Sample preparation
To gain maximum use of your analysis time a proper sample preparation is essential. Samples which apparently not meet the requirements will not be analysed.
Potential sample material
Dry, solid organic and inorganic (including metallic) materials can be analyzed. Examples:
- Microorganisms and particles on filters
- Thin sections or polishes cuttings of samples
- Thin sections or polished cuttings of resin embeded samples. Please use high-vacuum resistant resin (e.g. araldite).
Sample dimensions
Different sample holders are availiable. Round samples of different diameters (2.54 cm, 1.25 cm, 1 cm, 0.5 cm) can be mounted. The outer millimeter of the sample is covered by the sample holder and not analyzable. Best results are received from Spots in the middle. If you provide several samples please consider employing 1 cm or 0.5 cm samples because more mounting places are available for these diameters. Filters can be cut in the lab directly before the transfer in the vacuum. The height of sample including mounting material for e.g. thin section should not exceed 0.5 cm.

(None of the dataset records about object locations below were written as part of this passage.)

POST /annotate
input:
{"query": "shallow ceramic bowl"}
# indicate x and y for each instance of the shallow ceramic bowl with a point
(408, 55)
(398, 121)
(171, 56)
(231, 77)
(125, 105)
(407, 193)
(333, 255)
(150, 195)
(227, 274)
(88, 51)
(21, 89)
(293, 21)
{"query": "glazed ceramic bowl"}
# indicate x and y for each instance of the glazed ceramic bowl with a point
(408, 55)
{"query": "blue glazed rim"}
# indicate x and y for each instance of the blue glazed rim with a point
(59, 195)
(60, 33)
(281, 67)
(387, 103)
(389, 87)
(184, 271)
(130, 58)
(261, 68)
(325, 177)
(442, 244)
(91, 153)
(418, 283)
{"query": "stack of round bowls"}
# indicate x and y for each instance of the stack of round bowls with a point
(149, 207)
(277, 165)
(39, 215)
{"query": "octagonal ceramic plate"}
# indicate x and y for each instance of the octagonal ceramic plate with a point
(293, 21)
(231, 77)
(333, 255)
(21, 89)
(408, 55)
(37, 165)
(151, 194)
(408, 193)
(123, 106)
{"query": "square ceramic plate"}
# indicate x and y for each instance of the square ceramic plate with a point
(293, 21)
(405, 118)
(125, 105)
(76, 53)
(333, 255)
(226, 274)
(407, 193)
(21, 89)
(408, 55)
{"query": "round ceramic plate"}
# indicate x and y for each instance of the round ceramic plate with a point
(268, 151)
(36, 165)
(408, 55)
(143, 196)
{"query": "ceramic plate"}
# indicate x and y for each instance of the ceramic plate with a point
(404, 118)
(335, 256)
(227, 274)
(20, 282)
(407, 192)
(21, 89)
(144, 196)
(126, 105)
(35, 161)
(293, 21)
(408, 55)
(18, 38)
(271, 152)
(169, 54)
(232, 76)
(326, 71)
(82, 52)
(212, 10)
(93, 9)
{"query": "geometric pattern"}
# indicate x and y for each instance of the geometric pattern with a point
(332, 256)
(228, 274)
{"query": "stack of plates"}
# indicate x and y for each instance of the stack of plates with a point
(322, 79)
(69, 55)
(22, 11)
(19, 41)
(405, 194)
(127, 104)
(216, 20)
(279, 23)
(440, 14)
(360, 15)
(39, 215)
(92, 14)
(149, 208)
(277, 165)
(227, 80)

Essential requirements for analysis
- Conductibility
During the analysis process charging of the sample occurs due to the flow of charged particles. To enable continuous discharging the sample needs to be conductible. Non conductible samples can be covered by a layer of metal or graphite. - Vacuum resistance
The sample needs to withstand a vacuum of down to 1.0*10-10 mbar. Thus, samples are not allowed to have remains of oil or particles on it. The use of gloves is essential. Resin embedded samples need to be thin enough to facilitate the outgassing of the resin. Resin embedded samples should be delivered at least one week prior to analysis to make sure the required vacuum can be reached. - Surface quality
The maximum height of the sample on the carrier material (e.g. filter) should be 10 µm at maximum to receive a homogenous secondary ion yield and homogenous angular emission. Flat samples enable a fast and accurate analysis. Thin sectioning of samples can be advantageous. - Stability
The sample is introduced to a strong electric field. The electrostatic lens system employs + and - 8000 V and has a distance of less than a Millimeter to the sample. Under these conditions no sample parts or particles are allowed to ablate from the sample because arcing can occur and pollute or destroy the lens system. - Identification of the spot of interest
The location designated for analysis needs to be easily identifiable to make maximum use of the analysis time. An overview-Map with markieng of the desired analysis spots is recommended. A laser-dissecting-microscope is availiable at the IOW to perfom laser marking of spots of interest as well as overview pictures.
Biological samples
To enable measurement under high vacuum conditions the water needs to be removed from biological samples. Simple drying is one options but to prevent redistibution of the elements of interest an fixation might be needed. For immobile, not soluble elements chemical fixation can be used. For mobile/souble elements cryo-fixation is recommended.